Curves of water cut predicted by the new water drive curve and the conventional one

Example in the Shengli Oilfield

The accuracy and adaptability of the new water drive curve were verified with actual data from reference Cui et al. (2015) (Table 6), which was fitted with the new and conventional water drive curves (Fig. 9). The water-flooded recoverable reserve, which is defined as the accumulative oil production with comprehensive water cut of 0.98, and the water cut were predicted and compared with actual data of oilfields for comparison of the water drive curves in this paper and that in reference Cui et al. (2015).

Table 6 Actual development data in Shengli oilfield

Fig. 9

Comparison of fitting with different water drive curves

Based on the data in Table 6, lgWOR−N _p curve was plotted, and it showed the upwarping trend at ultra-high water cut stage. The parameters of new water drive curve were calculated with formula (22), and the formula of conventional water drive curve was fitted, which is shown in Table 7. It is shown in Fig. 9 that fitting the segment at ultra-high water cut stage in lgWOR−N _p curve could not be done with the conventional water drive curve, but could be done with the new one proposed in this paper.

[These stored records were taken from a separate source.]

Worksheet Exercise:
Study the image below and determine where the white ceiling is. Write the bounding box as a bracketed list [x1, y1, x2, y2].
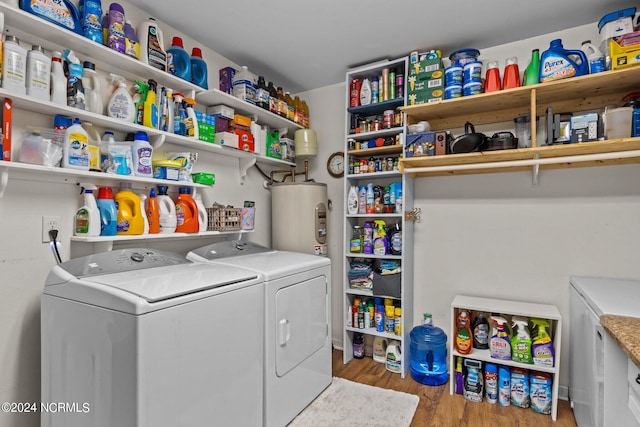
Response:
[128, 0, 636, 93]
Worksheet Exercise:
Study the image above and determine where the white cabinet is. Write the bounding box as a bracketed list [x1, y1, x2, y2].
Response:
[342, 57, 415, 378]
[628, 358, 640, 427]
[450, 295, 562, 421]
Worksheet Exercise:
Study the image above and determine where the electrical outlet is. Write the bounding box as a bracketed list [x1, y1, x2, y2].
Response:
[42, 216, 62, 243]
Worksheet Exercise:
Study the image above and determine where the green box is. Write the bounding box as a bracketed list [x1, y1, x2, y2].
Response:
[407, 69, 444, 92]
[192, 172, 215, 185]
[408, 57, 442, 76]
[407, 86, 445, 105]
[198, 122, 215, 143]
[266, 131, 282, 159]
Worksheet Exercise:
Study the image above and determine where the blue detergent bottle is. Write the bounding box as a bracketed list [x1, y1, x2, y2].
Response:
[539, 39, 588, 83]
[166, 37, 192, 81]
[96, 186, 117, 236]
[190, 47, 208, 89]
[20, 0, 83, 35]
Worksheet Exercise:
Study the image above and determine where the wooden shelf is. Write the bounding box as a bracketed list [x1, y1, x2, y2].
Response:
[399, 138, 640, 177]
[401, 66, 640, 130]
[347, 144, 403, 157]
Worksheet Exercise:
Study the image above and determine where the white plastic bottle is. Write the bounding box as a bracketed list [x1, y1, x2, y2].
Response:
[131, 131, 153, 178]
[138, 18, 167, 72]
[74, 183, 100, 236]
[63, 118, 89, 170]
[156, 185, 177, 233]
[99, 131, 115, 171]
[82, 61, 104, 114]
[26, 45, 51, 101]
[194, 192, 208, 232]
[581, 40, 605, 74]
[359, 78, 372, 105]
[82, 121, 101, 171]
[347, 185, 358, 215]
[184, 98, 199, 139]
[107, 74, 135, 121]
[232, 65, 256, 104]
[3, 35, 27, 95]
[50, 51, 67, 105]
[138, 192, 149, 234]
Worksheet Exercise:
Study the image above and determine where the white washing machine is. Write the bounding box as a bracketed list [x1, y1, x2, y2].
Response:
[188, 240, 332, 427]
[41, 248, 265, 427]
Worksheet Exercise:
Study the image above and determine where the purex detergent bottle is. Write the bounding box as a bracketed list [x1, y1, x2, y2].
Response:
[539, 39, 588, 83]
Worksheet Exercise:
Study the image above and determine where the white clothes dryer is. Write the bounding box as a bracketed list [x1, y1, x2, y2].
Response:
[41, 248, 264, 427]
[188, 240, 332, 427]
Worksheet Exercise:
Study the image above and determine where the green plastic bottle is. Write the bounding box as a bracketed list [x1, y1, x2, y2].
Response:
[523, 49, 540, 86]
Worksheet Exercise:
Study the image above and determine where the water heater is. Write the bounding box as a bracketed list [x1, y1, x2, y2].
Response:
[271, 182, 327, 255]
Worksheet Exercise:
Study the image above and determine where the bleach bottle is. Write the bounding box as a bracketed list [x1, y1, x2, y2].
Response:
[539, 39, 588, 83]
[156, 185, 177, 233]
[74, 184, 100, 236]
[166, 36, 191, 81]
[96, 186, 117, 236]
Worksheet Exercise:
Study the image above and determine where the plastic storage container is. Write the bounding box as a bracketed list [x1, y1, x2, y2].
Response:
[410, 314, 449, 385]
[449, 48, 480, 66]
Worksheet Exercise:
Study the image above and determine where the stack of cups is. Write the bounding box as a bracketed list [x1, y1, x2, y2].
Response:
[444, 65, 463, 99]
[462, 61, 483, 97]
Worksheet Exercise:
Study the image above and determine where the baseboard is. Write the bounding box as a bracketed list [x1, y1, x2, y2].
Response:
[558, 385, 568, 401]
[332, 339, 343, 351]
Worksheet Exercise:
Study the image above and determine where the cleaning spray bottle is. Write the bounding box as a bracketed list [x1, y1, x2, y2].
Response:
[143, 79, 159, 129]
[63, 49, 86, 110]
[183, 97, 199, 139]
[96, 186, 117, 236]
[173, 92, 187, 135]
[531, 318, 555, 367]
[107, 74, 135, 121]
[539, 39, 588, 83]
[132, 80, 149, 125]
[490, 315, 511, 360]
[161, 87, 174, 133]
[511, 316, 532, 364]
[373, 220, 388, 255]
[74, 183, 100, 236]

Table 7 Water-flooded recoverable reserve predicted with different water drive curves

With comprehensive water cut of 98%, the water-flooded recoverable reserve predicted by the new water drive curve, the conventional one, and the water drive curve at ultra-high water cut in reference Cui et al. (2015) are 83.9841 × 10⁴t, 126.0783 × 10⁴t, and 84.80 × 10⁴t, respectively, with error of 0.0166, 50.1465, and 0.988% based on the actual water-flooded recoverable reserve of 83.9702 × 10⁴t. Among the water drive curves, the method proposed in reference Cui et al. (2015) has a large disadvantage because S _or and S _wc depend on other static data and have uncertain value, and it is difficult to work out the formula. Comparison of water cut predicted with the method of water drive curve in Fig. 10 showed that the water cut predicted in this paper is very closed to the actual data. By contrast, the water cut predicted by conventional water drive curve is far less than the actual data, which results in much larger water-flooded recoverable reserve. Obviously, the new water drive curve at ultra-high water cut predicts the water-flooded recoverable reserve and water cut more accurately than other water drive curves and has better adaptability.

Fig. 10

Comparison of water cut predicted by different water drive curves

Conclusions

1. (1)

   For the oilfields at ultra-high water cut stage, the rule of fluid flow in the formation has been changed fundamentally, and the ratio of oil and water permeability and the water saturation deviate from the linear relationship and show the downwarping trend in the semi-log curve. Thus, the new formula of the ratio of oil and water permeability and the water saturation more applicable in the oilfields was proposed to characterize the curve of K _ro/K _rw and S _w at ultra-high water cut stage and high water cut stage.

2. (2)

   Based on the new formula of K _ro/K _rw and S _w at ultra-high water cut stage, the new water drive curve was derived with the reservoir engineering method. The new water drive curve is transformed to the conventional one when n = 1. Comparison of prediction with new water drive curve, conventional one, and methods in references 27 and 28 was done with numerical simulation and field application in two oilfields, which showed that the new water drive curve could fit the development data both at the high water cut and at the ultra-high water cut stage and characterize the upwarping trend at ultra-high water cut stage. The new water drive curve at ultra-high water cut predicts the water-flooded recoverable reserve and water cut more accurately than other water drive curves and has better adaptability.